A Desert Full of Tomatoes, Thanks to Solar Power and Seawater
Sundrop Farms has used a clever system to grow food using unlikely ingredients—but is the idea likely to catch on?
At first glance, growing fruit in the desert sounds like an awfully good way to feed a mushrooming global population and adapt to the worst effects of climate change. And a farm in South Australia run by the greenhouse developer Sundrop Farms is doing just that, using solar power to desalinate water and grow tomatoes in the otherwise parched landscape.
Farmers Weekly reports that the $150 million facility focuses sunlight from 23,000 mirrors onto a tower to produce energy that drives an attached desalination system. Sucking water from the nearby Spencer Gulf, it produces up to one million liters of fresh water every day.
The result is tomatoes—lots of tomatoes. The farm fills eight trucks every day with greenhouse-raised tomatoes, and it’s expected to produce more than 15,000 tons of the things per year when it reaches full capacity.
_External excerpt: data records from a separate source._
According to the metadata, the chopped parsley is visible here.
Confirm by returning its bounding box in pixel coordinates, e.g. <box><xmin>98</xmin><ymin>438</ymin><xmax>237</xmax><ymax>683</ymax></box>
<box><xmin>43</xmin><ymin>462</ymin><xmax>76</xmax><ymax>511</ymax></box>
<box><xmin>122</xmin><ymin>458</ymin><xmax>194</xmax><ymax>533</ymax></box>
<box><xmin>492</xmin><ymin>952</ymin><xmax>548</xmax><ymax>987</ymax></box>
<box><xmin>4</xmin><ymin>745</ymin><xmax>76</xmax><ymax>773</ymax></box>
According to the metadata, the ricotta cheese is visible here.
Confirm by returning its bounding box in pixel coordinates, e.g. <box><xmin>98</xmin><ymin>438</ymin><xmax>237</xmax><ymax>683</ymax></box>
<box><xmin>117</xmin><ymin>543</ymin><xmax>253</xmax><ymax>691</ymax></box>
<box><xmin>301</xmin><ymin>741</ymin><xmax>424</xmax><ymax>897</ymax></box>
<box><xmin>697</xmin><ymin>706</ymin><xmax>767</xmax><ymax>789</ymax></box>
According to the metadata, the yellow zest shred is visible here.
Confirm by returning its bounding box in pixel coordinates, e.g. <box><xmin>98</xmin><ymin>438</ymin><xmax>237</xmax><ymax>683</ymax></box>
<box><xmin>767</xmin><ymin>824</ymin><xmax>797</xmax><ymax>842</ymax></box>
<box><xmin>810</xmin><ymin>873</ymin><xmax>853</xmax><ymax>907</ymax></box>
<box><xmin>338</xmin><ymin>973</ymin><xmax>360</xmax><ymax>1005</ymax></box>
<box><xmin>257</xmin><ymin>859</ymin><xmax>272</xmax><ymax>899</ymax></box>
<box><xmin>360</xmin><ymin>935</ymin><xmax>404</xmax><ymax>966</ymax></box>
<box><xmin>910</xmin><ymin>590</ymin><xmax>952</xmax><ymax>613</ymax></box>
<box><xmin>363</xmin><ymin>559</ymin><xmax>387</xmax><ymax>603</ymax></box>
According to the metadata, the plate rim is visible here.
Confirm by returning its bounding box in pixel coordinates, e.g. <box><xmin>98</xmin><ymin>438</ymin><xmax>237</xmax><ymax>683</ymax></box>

But while it’s certainly an impressive feat, there is an argument that says there’s simply not much point using solar energy production facilities like this to grow fruit and vegetables. Talking to New Scientist, Paul Kristiansen from the University of New England in Australia said that it was “a bit like crushing a garlic clove with a sledgehammer.” He added, “We don’t have problems growing tomatoes in Australia.”
He has a point. Desalination is on the rise in many areas of the world, but it is mostly done through reverse osmosis, an expensive and energy-intensive process. As a result, desalination plants really only make sense in places that are water-stressed and have the resources necessary to build, run, and maintain them.
That may change as cheaper techniques become more robust and fresh water supplies dwindle in some places as a result of climate change. Even then, though, this isn’t a technology that’s likely to catch on in poorer regions—which, unfortunately, are also the most likely to have a hard time adapting to shifting climate patterns. Solving that problem is likely to be a matter not of sheltering plants in greenhouses, but of designing crops that really can survive in a desert.